Relief of urethral obstruction: Urethroliths should NOT be pushed back to the urinary

bladder using a rigid urinary catheter. Urethroliths should be retropulsed back into bladder for

medical dissolution or surgical removal. Urethral plugs should be dislodged manually or

flushed back into bladder…If necessary, an indwelling urinary catheter

should be maintained connected to a closed collection system.  Indwelling urethral catheters

predispose to UTI, and may promote urethral inflammation, edema, and potentially, urethral

stricture formation.  Indications for an indwelling urethral catheter in cats are: inability to

produce adequate size and force of urine stream by bladder compression following urethral

flushing, repeated episodes of obstruction occurring over a period of hours, severely azotemia

cats with severe electrolyte abnormalities, and cats with large amounts of urine sediment

and/or blood clots in the urine. After urethral catheter removal, cats should be monitored

closely for recurrent obstruction for 24-48 hours.



Alternate protocol for male cats without catheterization: The pathogenesis of urethral

obstruction in cats with idiopathic cystitis includes not just the intraluminal plug, but also

includes urethral spasm and mucosal edema in response to the intraluminal plug. A recent

report indicates that some cats can be managed without urethral catheterization by a

combination of repeated cystocentesis and medications to relieve pain and urethral spasm.30

Increased sympathetic tone and pain may both contribute to increased urethral contraction and

perpetuation of the urethral obstruction. This protocol was used as alternative to euthanasia

for clients who could not afford traditional treatment with urethral catheterization.30 Cats should

be evaluated with abdominal radiographs to rule out radiopaque uroliths before pursuing this

approach. The cats were sedated with 0.25 mg of acepromazine given IM and 0.075 mg

buprenorphine given IM or PO. The bladder was decompressed by cystocentesis q 8 h until

the cats were able to urinate on their own. The cats were housed in quiet, darkened ward away

from traffic and dogs in an attempt to reduce stress and catecholamine release. .
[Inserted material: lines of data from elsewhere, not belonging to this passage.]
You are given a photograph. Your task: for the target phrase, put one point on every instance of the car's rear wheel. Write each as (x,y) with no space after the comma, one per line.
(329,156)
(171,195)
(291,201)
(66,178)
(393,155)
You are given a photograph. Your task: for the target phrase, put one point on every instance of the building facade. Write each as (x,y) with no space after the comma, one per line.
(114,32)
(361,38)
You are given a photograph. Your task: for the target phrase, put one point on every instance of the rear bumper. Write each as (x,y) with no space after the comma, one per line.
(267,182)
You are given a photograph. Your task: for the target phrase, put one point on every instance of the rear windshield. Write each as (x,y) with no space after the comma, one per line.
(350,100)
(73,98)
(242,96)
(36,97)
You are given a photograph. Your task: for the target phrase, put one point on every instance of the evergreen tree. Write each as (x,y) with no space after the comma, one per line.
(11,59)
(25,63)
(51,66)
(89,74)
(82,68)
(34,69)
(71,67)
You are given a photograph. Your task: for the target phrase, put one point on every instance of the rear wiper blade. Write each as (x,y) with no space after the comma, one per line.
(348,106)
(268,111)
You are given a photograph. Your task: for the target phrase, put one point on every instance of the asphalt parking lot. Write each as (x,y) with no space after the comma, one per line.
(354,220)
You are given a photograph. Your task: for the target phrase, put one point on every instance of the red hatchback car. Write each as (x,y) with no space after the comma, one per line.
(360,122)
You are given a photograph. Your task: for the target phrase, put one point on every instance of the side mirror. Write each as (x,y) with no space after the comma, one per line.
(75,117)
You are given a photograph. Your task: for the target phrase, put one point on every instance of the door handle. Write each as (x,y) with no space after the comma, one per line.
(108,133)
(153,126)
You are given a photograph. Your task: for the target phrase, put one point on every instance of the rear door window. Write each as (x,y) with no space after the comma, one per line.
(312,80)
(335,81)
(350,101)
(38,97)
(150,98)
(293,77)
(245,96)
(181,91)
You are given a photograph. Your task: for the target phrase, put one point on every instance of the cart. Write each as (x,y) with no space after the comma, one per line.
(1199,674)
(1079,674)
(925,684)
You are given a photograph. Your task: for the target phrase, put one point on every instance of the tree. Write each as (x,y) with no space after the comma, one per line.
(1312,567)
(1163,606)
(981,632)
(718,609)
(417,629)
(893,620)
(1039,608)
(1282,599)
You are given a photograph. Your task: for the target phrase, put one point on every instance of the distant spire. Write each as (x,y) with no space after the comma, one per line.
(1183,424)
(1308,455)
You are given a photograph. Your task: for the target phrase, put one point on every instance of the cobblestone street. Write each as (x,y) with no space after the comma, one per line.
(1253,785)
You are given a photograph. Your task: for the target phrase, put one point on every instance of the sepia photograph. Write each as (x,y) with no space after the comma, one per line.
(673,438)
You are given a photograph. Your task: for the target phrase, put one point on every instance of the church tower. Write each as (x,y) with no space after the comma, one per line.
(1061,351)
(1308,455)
Acepromazine (2.5 mg PO) and buprenorphine (0.075 mg PO) were repeated q 8 h. If the cat

had not urinated by 24 hours, medetomidine (0.1 mg IM q 24 h) on day 2 and 3. In this report,

11 of 15 cats were able to urinate on their own 35 + 22 hours after treatment was started (9/11

within 48 hours).30 Recurrence rates were seemingly lower than cats treated by urethral

catheterization. The cats that failed the protocol developed uroabdomen (3) or hemoabdomen

(1) as a result of repeated cystocentesis and excessive urine production. The uroabdomen

was likely from bladder over distention following cystocentesis and was not from ruptured

bladder in any of the cats. The cats that failed had higher baseline creatinine and thus likely

had intense post-obstructive dieresis. Therefore the protocol might be more successful with

more frequent cystocentesis, but this has not been evaluated.